One word on how Maxx is played, because I think most people are doing it wrong.  I constantly hear Maxx referred to as a Keyhole deck or a Recursion deck but she's neither of those things.  Maxx is a pressure deck - you aim to keep the Corp poor by constantly running and threatening servers, trashing economy and Ice, demanding they trash your Assets, demanding they rez Ice or get Keyholed.  To use my three Runner definitions she's a pure Harvester with Keyhole as the secondary objective.  Yes Maxx has recursion, and yes if I get to hit you with five Account Siphons I will, but stopping the recursion does not stop this deck.

Pretty much everyone I played against knew about the Maxx deck and was prepared for it, but pretty much everyone also misplayed badly because they misunderstood what I was trying to do, either protecting R&D as though I was a Keyhole deck or throwing down cards like Blacklist or Chronos Protocol as though they were silver bullets.  I've been told that Maxx has been given a bit of a bad name after her initial success, like she's a gimmick deck who had her time.  I think a lot of that opinion has come from people who've made the deck and put it into their testing gauntlet but then played it wrongly and thus come to a wrong conclusion about how easy she is to beat.


Waldemar HB - Caprice 1.0
(3-3 Swiss UK Regionals Sheffield)

Haas-Bioroid: Engineering the Future

Agenda (10)
2x Accelerated Beta Test
2x Mandatory Upgrades
3x NAPD Contract
3x Project Vitruvius

Asset (14)
3x Adonis Campaign
3x Encryption Protocol
2x Eve Campaign
2x Jackson Howard   ••
2x PAD Campaign
2x Rex Campaign

Upgrade (7)
2x Ash 2X3ZB9CY
1x Caprice Nisei   ••••
2x Crisium Grid   ••
2x Red Herrings   ••••

Operation (3)
3x Hedge Fund

Barrier (6)
2x Bastion
2x Heimdall 2.0
1x Wall of Static
1x Wraparound   •

Code Gate (6)
1x Datapike
2x IQ
1x Tollbooth   ••
2x Viper

Sentry (3)
3x Architect

15 influence spent (max 15) 
20 agenda points (between 20 and 21)

49 cards (min 45)


The version of the Waldemar HB deck that I took to Regionals had been tuned a little away from the original.  The main changes were scraping together the Influence for Caprice Nisei (mainly dropping a Tollbooth) and speeding the deck up slightly by dropping to two Mandatory Upgrades and faster economy in Rex Campaign.  Rex Campaign is a weak card generally but fits this deck very well and the added value of being able to remove Bad Publicity vs Valencia is very helpful.  I played Valencia once on the day and my opening turn was Hedge Fund, Rex Campaign, Datapike in front of Rex Campaign.  Two turns later, after Valencia had bounced off the Datapike, I cleared the Bad Publicity and walked to victory.
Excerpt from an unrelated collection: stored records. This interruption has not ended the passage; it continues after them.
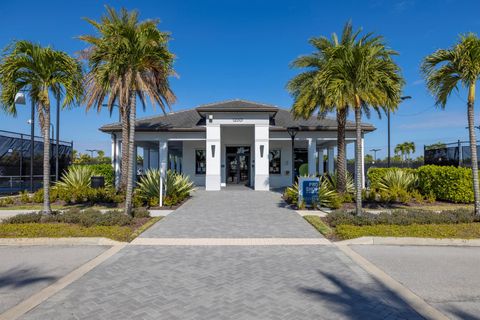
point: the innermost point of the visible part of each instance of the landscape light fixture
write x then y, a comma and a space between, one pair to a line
375, 154
92, 151
20, 98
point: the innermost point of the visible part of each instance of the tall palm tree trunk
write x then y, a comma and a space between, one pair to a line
358, 156
341, 157
131, 144
125, 148
46, 161
473, 147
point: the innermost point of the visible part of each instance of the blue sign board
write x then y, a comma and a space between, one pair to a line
308, 190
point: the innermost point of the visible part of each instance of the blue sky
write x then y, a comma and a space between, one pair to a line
242, 49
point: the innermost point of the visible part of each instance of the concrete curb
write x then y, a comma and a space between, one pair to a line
39, 297
229, 241
80, 241
414, 301
409, 241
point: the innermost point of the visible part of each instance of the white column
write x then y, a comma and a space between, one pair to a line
363, 162
213, 175
330, 160
261, 157
312, 151
162, 156
321, 169
146, 159
135, 148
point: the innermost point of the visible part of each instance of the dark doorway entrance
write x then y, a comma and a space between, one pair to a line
238, 165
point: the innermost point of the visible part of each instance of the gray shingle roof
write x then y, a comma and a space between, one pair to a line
193, 119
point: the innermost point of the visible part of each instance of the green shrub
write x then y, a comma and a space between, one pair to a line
461, 231
332, 182
402, 217
105, 170
446, 183
24, 218
38, 195
177, 187
25, 197
376, 174
86, 218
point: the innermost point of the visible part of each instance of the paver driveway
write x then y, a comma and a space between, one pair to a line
227, 282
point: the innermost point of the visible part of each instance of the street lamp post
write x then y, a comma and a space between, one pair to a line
292, 131
375, 154
388, 133
58, 138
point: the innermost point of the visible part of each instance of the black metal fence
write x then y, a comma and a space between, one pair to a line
449, 154
15, 160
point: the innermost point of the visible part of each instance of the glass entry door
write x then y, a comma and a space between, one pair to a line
238, 165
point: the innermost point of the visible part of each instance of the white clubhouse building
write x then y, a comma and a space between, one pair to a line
234, 142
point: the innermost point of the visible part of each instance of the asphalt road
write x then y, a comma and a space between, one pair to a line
25, 270
448, 278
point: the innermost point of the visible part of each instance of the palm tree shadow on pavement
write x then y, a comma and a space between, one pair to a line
372, 301
18, 278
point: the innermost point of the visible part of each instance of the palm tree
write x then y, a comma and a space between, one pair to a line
128, 59
447, 69
41, 71
405, 149
310, 97
363, 75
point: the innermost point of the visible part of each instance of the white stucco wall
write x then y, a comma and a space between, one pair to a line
188, 162
238, 136
283, 179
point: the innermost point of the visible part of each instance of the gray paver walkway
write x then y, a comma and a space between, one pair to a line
445, 277
301, 282
234, 213
25, 270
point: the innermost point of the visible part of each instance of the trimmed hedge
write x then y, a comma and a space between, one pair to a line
460, 231
447, 183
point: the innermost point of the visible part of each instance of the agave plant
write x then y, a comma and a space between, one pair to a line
76, 178
176, 185
332, 182
397, 179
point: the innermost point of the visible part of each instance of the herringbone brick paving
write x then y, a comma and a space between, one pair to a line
227, 282
302, 282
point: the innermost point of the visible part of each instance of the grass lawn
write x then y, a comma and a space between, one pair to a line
39, 206
344, 231
64, 230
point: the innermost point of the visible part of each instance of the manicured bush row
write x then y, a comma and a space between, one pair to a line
402, 217
445, 183
459, 231
85, 218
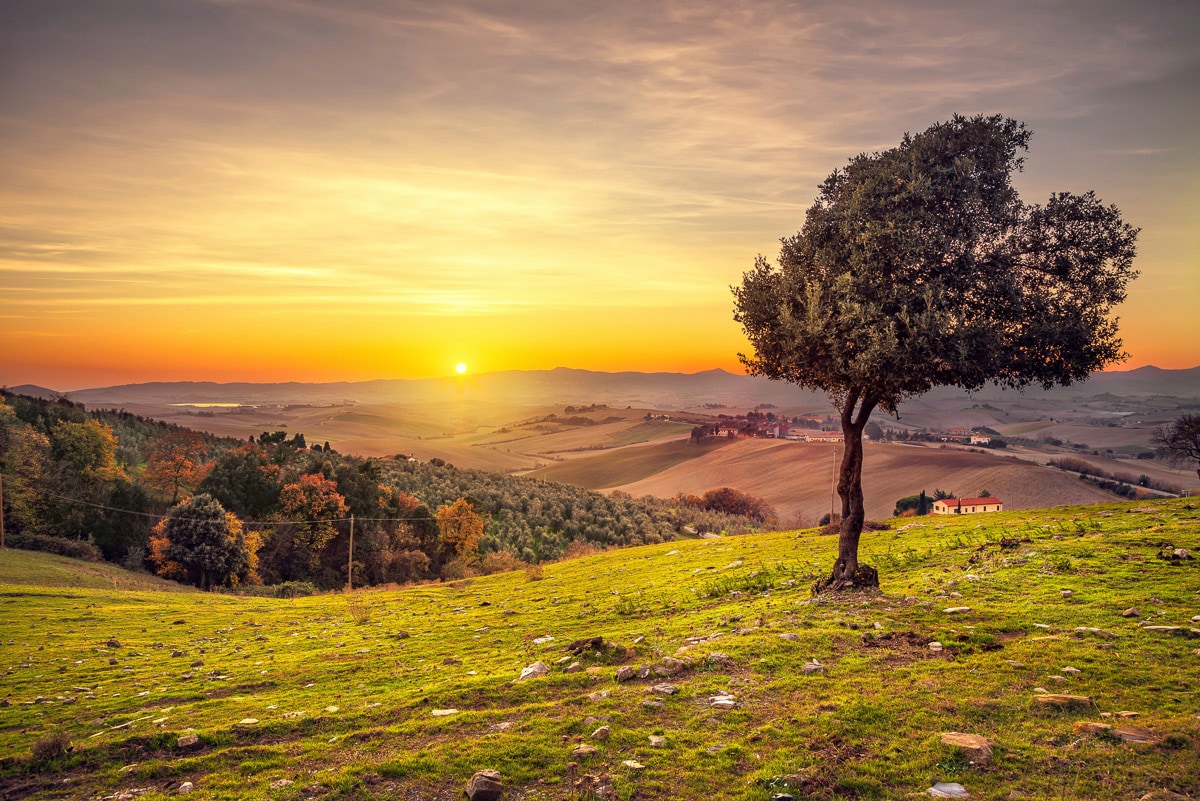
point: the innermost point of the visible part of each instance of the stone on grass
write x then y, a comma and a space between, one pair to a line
485, 786
1053, 699
586, 644
1092, 630
973, 747
669, 666
1135, 735
534, 670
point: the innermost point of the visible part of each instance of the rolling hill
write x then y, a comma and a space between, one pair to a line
797, 477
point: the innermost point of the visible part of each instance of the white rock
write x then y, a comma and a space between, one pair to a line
534, 670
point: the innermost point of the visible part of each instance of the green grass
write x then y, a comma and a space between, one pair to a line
865, 728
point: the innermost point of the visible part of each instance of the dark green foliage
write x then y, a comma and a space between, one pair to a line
395, 537
204, 542
921, 266
60, 546
919, 504
245, 481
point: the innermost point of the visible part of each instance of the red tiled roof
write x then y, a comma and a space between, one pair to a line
970, 501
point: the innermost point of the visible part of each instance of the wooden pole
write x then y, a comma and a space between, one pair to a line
833, 487
349, 565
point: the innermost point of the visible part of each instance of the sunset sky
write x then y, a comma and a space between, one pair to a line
297, 190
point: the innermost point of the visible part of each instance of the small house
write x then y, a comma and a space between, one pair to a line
967, 505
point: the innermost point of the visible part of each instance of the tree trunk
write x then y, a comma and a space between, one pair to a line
847, 572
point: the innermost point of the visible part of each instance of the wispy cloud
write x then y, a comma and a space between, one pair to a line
475, 160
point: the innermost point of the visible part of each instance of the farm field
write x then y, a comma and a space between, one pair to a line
797, 477
406, 693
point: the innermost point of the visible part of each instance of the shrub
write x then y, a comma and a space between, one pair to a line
60, 546
501, 561
293, 589
580, 548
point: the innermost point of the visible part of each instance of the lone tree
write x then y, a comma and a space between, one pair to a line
1180, 441
921, 266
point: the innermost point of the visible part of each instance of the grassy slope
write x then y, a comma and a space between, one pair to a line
867, 728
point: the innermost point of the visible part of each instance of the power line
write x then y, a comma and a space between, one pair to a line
244, 522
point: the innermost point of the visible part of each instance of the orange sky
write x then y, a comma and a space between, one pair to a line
292, 190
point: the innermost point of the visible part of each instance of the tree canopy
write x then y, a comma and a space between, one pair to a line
203, 543
921, 266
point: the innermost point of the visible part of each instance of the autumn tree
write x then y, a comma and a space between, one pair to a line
24, 462
921, 266
1180, 441
310, 506
460, 528
175, 463
202, 543
246, 481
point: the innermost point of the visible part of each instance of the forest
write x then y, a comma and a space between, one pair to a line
277, 511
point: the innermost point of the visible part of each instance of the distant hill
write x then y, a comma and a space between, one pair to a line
565, 385
34, 391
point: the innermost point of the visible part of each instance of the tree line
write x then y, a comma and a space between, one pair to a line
219, 511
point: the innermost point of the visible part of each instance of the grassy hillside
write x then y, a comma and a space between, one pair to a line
797, 477
390, 694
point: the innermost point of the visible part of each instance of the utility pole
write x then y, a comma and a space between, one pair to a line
349, 565
833, 485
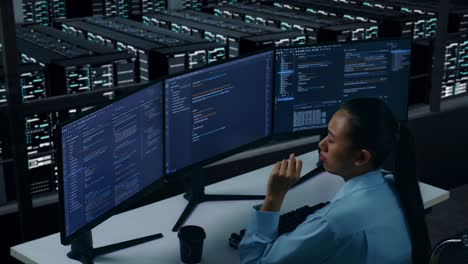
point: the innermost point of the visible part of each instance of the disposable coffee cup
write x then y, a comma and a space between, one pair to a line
191, 243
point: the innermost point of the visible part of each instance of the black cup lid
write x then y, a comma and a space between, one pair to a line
191, 232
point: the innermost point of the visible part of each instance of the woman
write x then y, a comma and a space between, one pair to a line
364, 222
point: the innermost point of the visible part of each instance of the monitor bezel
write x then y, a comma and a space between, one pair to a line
68, 239
180, 174
321, 131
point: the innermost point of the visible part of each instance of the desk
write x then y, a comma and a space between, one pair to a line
219, 219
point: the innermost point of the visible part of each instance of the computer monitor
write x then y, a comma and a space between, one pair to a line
106, 159
216, 111
312, 82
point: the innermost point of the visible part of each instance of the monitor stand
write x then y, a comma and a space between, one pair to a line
83, 251
196, 195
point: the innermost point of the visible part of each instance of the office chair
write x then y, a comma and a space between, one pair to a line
451, 251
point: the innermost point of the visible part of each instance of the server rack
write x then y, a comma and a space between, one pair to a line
458, 20
455, 79
76, 65
284, 23
234, 34
199, 52
229, 38
159, 52
329, 29
43, 11
33, 83
69, 66
126, 8
391, 23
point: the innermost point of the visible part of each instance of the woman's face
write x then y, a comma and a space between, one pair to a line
335, 148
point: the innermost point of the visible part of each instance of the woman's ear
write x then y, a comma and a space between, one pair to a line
363, 158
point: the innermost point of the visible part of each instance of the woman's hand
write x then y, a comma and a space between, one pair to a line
284, 175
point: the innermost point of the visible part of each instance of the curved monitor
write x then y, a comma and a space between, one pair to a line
218, 109
108, 156
312, 82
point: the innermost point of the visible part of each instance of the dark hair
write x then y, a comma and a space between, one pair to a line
372, 127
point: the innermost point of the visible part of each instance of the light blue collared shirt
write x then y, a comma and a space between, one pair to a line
363, 223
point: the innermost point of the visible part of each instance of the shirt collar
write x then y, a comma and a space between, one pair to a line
364, 181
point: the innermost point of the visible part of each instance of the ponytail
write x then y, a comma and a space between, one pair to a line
407, 187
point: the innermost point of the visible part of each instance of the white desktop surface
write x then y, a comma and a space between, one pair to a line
219, 219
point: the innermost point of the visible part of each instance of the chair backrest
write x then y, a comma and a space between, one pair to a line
451, 251
407, 187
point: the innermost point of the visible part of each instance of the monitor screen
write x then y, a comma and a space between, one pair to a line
313, 81
217, 109
110, 155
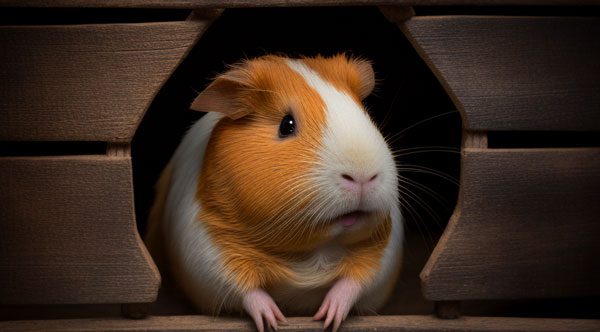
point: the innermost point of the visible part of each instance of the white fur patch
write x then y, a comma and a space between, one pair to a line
352, 144
195, 259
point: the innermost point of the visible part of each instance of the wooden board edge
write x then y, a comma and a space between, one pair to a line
406, 30
202, 20
191, 4
362, 323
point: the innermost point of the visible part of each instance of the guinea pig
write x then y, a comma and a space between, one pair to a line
282, 198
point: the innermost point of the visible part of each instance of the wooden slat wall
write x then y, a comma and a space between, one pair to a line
527, 221
68, 233
526, 226
515, 73
300, 324
86, 82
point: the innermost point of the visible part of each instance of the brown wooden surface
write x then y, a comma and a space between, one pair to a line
365, 323
68, 234
265, 3
86, 82
515, 73
526, 226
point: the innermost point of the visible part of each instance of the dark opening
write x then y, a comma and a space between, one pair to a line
63, 16
542, 139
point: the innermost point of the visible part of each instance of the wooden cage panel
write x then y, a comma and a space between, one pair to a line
68, 232
515, 73
86, 82
526, 226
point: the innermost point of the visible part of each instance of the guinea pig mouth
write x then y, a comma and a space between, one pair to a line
351, 218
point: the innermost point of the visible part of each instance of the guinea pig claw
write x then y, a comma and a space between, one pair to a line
337, 303
261, 307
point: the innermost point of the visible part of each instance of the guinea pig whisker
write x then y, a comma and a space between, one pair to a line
391, 139
427, 149
406, 207
411, 168
423, 188
419, 201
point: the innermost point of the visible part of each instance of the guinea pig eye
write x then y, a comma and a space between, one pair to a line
287, 126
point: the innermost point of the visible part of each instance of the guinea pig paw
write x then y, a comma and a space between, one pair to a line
338, 302
259, 305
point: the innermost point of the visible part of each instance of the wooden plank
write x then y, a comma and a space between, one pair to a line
86, 82
363, 323
189, 4
526, 226
515, 73
68, 233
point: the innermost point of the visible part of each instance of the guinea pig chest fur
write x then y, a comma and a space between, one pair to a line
283, 198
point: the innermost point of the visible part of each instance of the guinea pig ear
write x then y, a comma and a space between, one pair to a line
366, 77
223, 95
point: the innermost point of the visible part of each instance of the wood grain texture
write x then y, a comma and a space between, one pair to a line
364, 323
526, 226
68, 234
515, 73
272, 3
86, 82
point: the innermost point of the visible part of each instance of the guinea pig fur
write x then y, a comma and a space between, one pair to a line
283, 198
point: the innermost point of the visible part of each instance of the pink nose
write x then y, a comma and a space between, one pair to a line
356, 181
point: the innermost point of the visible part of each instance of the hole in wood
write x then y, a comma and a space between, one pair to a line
27, 149
409, 105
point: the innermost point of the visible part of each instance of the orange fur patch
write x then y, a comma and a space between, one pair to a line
354, 77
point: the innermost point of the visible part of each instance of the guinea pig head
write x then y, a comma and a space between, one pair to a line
296, 161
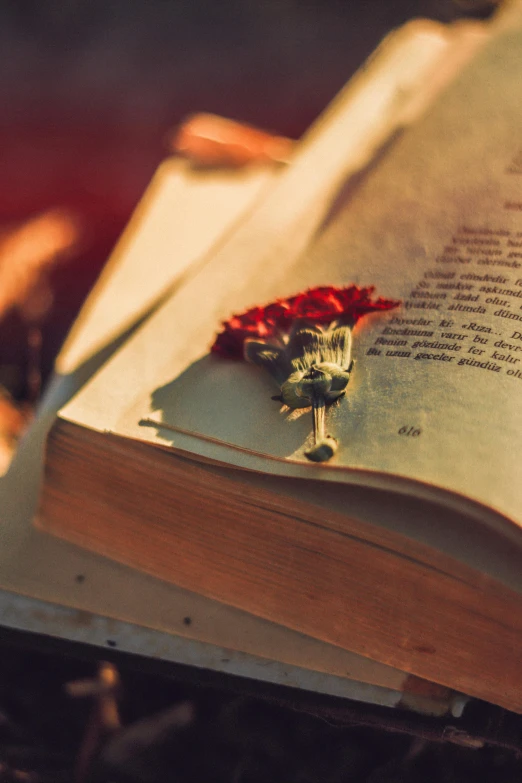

On Waldemar HB in general I think I make most of the valid comments on the NetrunnerDB list I posted, but I think it's worth repeating that I like this deck.  The Mandatory Upgrades are a little gimmicky but this deck is very good at scoring them, and importantly I think there's still room for improvement in this list.  The Encryption Protocols are very lightweight, only good in matches where the Runner is right in a sweet spot where they weren't so cash-strapped that they'd already decided to leave your economy alone but weren't so rich that they could afford to pay a few credits more and still get by.  I think they're rarely bad, but equally rarely do they make a critical impact on the game and are ripe for upgrade to another card (perhaps Enhanced Login Protocol to fight Hacktivist Meeting).

I went into Regional expecting to go 2-4 with this deck.  I managed to go 3-3 and I think that in the next tournament I'd be disappointed not to manage 4-2 with an improved list.  Waldemar is not Near Earth Hub or Replicating Perfection, but it might be one of the best decks that people aren't actively prioritising their chances to defeat.